Cello Suite No. 3
When Alex had found “Xander,” it was like a new world had opened up to him. Where Alex had been concerned with everyone and everything, Xander was not.
Alex had been prepared, on time, conscientious. Xander knew that the world would wait for him. Because it did.
Alex focused on mistakes. Alex talked too much about topics no one cared about. Alex’s eyes sought out Nathan Andrews’s approval after every take. Alex’s fingers tightened into claws at night, needing the stress of playing all day to be professionally massaged from his body.
Xander Thorne finally believed every single person who’d told him he was the best. He played like he was the best. He moved like he was the best.
Xander was more than a name to Alex. It was more than a persona. Xander was the partner Alex hadn’t known he needed all along. Xander reminded Alex that he didn’t need to impress anyone—that he was impressive. And Alex’s performances had soared after that.
Alex felt Xander slipping away from him at specific moments—any physical contact with his mother, an embarrassing memory Sonya and Hazel recalled to a group on a night out, receiving an email in his inbox from Nathan.

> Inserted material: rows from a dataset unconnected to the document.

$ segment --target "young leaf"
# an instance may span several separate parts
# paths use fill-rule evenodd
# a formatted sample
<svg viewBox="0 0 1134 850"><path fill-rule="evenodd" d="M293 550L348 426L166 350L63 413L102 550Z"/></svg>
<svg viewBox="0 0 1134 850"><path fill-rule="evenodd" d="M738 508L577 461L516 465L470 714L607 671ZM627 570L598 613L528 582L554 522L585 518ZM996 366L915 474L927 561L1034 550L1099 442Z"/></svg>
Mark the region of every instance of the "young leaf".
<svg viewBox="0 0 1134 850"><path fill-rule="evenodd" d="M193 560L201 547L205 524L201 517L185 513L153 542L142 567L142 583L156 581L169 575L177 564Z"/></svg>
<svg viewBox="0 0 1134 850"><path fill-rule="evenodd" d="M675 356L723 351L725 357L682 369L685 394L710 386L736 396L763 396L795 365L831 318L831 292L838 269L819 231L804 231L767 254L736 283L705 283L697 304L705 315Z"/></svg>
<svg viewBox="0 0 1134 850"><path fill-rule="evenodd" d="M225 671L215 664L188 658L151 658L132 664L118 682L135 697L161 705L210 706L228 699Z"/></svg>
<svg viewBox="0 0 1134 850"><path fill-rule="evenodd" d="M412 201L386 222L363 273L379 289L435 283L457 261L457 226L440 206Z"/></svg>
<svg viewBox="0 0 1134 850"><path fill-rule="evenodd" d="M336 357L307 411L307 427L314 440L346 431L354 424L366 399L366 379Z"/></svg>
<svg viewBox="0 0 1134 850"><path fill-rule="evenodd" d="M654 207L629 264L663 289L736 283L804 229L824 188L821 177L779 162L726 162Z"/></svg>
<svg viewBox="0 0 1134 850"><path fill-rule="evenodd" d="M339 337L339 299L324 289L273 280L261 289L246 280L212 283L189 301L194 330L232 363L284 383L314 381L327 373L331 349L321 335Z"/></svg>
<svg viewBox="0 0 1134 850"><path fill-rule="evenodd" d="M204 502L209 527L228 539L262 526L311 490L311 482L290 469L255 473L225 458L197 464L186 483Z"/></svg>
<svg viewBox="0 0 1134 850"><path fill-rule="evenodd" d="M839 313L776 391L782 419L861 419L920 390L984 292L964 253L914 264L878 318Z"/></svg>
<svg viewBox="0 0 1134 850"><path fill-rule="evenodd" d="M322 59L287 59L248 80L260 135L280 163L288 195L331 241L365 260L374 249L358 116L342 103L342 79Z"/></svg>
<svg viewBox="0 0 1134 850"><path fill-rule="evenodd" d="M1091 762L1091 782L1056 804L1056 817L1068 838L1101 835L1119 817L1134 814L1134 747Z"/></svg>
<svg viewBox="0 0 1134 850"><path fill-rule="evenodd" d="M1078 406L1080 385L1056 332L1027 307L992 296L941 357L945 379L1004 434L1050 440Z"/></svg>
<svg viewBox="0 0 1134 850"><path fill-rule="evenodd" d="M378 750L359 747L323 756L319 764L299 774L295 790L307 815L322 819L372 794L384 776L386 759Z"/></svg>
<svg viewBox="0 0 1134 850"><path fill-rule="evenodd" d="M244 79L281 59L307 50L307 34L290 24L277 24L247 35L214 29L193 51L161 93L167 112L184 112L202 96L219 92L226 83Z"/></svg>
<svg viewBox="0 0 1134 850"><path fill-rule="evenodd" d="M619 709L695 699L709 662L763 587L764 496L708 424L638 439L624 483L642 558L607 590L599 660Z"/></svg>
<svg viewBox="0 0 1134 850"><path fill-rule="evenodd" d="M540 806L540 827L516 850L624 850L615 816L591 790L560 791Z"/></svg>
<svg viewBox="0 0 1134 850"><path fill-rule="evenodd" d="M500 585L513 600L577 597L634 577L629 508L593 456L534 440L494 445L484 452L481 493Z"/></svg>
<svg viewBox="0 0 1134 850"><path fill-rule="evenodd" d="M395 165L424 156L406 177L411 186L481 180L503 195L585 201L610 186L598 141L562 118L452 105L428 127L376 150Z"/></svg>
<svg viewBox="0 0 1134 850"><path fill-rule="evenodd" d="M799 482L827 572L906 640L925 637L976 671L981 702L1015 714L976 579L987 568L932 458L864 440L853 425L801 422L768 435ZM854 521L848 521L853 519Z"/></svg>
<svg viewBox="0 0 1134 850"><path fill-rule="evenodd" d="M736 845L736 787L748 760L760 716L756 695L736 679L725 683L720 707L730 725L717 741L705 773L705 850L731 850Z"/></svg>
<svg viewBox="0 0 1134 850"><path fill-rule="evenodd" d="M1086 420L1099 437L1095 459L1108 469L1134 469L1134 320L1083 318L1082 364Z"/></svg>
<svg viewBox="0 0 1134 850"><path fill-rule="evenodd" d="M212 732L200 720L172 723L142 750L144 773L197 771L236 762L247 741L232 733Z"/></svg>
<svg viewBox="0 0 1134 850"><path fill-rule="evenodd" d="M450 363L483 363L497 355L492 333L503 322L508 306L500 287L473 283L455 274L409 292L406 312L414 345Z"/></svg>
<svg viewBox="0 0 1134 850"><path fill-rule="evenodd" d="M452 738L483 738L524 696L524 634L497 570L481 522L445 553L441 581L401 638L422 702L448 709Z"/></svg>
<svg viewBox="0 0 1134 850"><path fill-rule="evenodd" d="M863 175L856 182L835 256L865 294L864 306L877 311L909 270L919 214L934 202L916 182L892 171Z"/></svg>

He would feel the confidence leach from him, like water swirling down a drain. It always took him a few moments to remember where he was, who he was.
And nothing unsettled him in this way like Gwen Jackson. She was exactly the type of girl Alex would have been head over heels for in school, and that made it even harder for him to maintain control of his body and his mind where she was concerned.
She was helping him by turning him down, truly. It was easier to slip back to Xander when Gwen had told him no thank you. He had been drowning in that singular need to be impressive to her, and she’d shoved him right back to the person who didn’t need her validation.
Xander was the only partner Alex needed. He didn’t need Gwen, he just wanted her. And he reminded himself that that was the difference.